NeurometPlus

Incidence

More than 50 cases have been reported. It is AR inheritance, but more males have been reported. Recent molecular studies have demostrated a missense mutation converting a serine to leucine at position 113 (Ser113Leu) in more than 50% of patients.

Clinical Characteristics

Clinical presentation is a myopathic form (the most common cause of hereditary myoglobinuria). Normal life expectancy. Recurrent myoglobinuria precipitated by fasting or by prolonged but not necessarily strenous exercise or physical activity. Short-term intense exercise is well tolerated but not prolonged mild-moderate exercise. There is no "second-wind" phenomena. Carnitine levels are normal in muscle and serum. CPT is decreased in muscle, liver & fibroblasts. Usually no lipid storage in muscle seen. Severe attacks of muscle necrosis may cause respiratory weakness, renal failure and death. Between episodes pts. are normal. Very high CPK (> 20.000 IU) during crisis. Abn. EMG & sometimes abn. EKG during crisis. There is no ketotic response to fasting, but acute metabolic decompensation in older patients is rare.

Precipitants

Fasting and physical activity or exercise trigger symptoms.

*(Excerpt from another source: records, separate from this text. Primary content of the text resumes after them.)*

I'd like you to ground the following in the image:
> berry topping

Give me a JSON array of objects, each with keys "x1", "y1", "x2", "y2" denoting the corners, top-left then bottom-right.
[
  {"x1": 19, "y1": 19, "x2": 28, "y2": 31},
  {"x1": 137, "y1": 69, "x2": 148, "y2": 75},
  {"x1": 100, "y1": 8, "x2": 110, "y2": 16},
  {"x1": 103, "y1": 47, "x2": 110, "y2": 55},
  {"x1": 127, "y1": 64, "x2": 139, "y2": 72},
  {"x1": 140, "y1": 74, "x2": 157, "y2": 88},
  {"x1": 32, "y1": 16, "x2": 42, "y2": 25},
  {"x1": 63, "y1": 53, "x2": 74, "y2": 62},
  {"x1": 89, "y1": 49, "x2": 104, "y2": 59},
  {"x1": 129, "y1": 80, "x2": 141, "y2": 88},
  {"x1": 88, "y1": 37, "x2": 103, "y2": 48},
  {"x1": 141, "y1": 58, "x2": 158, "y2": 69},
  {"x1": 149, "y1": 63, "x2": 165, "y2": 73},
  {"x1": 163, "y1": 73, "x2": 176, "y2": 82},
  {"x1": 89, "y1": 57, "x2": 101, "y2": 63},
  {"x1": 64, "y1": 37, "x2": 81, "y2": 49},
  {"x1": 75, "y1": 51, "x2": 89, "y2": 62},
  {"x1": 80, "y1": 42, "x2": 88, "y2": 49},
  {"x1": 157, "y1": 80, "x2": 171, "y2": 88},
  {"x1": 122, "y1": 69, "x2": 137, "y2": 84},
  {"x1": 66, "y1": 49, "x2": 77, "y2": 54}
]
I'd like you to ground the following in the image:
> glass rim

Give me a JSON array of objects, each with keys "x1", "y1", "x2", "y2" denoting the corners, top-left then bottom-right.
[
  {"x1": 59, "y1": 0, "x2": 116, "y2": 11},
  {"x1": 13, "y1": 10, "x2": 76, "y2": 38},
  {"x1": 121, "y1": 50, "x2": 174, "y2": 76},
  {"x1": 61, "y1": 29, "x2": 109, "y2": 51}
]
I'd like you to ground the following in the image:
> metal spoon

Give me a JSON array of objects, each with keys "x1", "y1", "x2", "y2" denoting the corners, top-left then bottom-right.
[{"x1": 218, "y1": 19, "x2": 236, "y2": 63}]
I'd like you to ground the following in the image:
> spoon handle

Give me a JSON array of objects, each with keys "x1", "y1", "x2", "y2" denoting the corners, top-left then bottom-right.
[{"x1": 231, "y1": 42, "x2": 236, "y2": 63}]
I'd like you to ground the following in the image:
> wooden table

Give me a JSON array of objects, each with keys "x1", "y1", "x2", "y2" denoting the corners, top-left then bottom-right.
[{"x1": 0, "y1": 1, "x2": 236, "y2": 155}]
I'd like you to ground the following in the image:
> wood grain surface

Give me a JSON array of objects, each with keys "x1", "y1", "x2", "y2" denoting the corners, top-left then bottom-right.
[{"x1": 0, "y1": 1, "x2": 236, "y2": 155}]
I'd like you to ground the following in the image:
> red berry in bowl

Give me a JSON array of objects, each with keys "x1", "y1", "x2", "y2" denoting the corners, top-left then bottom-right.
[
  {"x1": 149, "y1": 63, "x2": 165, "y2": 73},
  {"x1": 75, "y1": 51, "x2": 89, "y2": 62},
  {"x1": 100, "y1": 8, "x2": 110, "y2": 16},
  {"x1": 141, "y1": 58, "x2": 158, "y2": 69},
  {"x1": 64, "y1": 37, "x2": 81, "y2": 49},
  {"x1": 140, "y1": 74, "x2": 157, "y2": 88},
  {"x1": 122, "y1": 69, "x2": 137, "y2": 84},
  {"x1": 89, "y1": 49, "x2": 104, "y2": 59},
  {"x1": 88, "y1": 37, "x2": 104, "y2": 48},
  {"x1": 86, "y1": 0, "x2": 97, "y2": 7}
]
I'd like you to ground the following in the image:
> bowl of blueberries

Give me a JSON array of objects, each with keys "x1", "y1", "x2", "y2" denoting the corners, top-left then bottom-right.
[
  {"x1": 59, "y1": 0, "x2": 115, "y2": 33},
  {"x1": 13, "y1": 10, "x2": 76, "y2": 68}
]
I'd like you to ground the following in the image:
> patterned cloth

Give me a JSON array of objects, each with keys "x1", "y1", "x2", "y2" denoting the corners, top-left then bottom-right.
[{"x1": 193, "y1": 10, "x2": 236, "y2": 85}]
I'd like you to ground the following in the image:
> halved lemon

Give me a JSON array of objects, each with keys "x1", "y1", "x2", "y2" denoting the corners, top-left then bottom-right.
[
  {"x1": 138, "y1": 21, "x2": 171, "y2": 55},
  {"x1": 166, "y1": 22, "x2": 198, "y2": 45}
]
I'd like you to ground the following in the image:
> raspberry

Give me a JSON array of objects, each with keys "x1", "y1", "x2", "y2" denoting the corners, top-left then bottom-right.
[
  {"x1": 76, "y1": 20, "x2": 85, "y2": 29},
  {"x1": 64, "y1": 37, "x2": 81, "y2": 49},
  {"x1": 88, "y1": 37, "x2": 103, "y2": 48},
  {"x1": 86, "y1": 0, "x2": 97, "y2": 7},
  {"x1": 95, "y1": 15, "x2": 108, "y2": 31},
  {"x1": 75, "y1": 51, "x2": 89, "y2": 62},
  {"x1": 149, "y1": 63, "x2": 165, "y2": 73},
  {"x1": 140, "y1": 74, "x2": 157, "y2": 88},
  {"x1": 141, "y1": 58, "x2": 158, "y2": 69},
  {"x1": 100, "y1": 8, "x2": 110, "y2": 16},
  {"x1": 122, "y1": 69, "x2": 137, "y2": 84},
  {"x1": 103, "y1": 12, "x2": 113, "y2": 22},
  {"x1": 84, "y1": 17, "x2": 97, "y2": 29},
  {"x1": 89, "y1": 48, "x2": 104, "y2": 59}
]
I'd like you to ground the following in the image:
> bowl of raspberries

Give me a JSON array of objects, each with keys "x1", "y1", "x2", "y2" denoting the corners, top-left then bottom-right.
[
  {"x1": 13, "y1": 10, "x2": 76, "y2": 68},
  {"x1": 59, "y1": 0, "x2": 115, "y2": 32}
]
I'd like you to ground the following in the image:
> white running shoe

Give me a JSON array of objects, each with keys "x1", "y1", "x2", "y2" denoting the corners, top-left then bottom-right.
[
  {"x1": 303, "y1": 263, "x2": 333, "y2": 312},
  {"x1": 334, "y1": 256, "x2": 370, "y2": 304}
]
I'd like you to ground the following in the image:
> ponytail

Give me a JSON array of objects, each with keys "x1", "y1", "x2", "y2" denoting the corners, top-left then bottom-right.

Also intercurrent infections, cold exposure or emotional stress.

Provocation Tests

The ischemic forearm exercise test produce normal lactate and ammonium responses but increased CPK.

Diagnostic Procedures

EB-F, EB-muscle, EB-liver. Many have a lipid storage myopathy. Very high CPK (> 20.000 IU) during crisis. Mutations have been identified in this condition. These can now be detected in DNA isolated from the blood. This analysis provides a practical alternative to muscle biopsy for initial screening.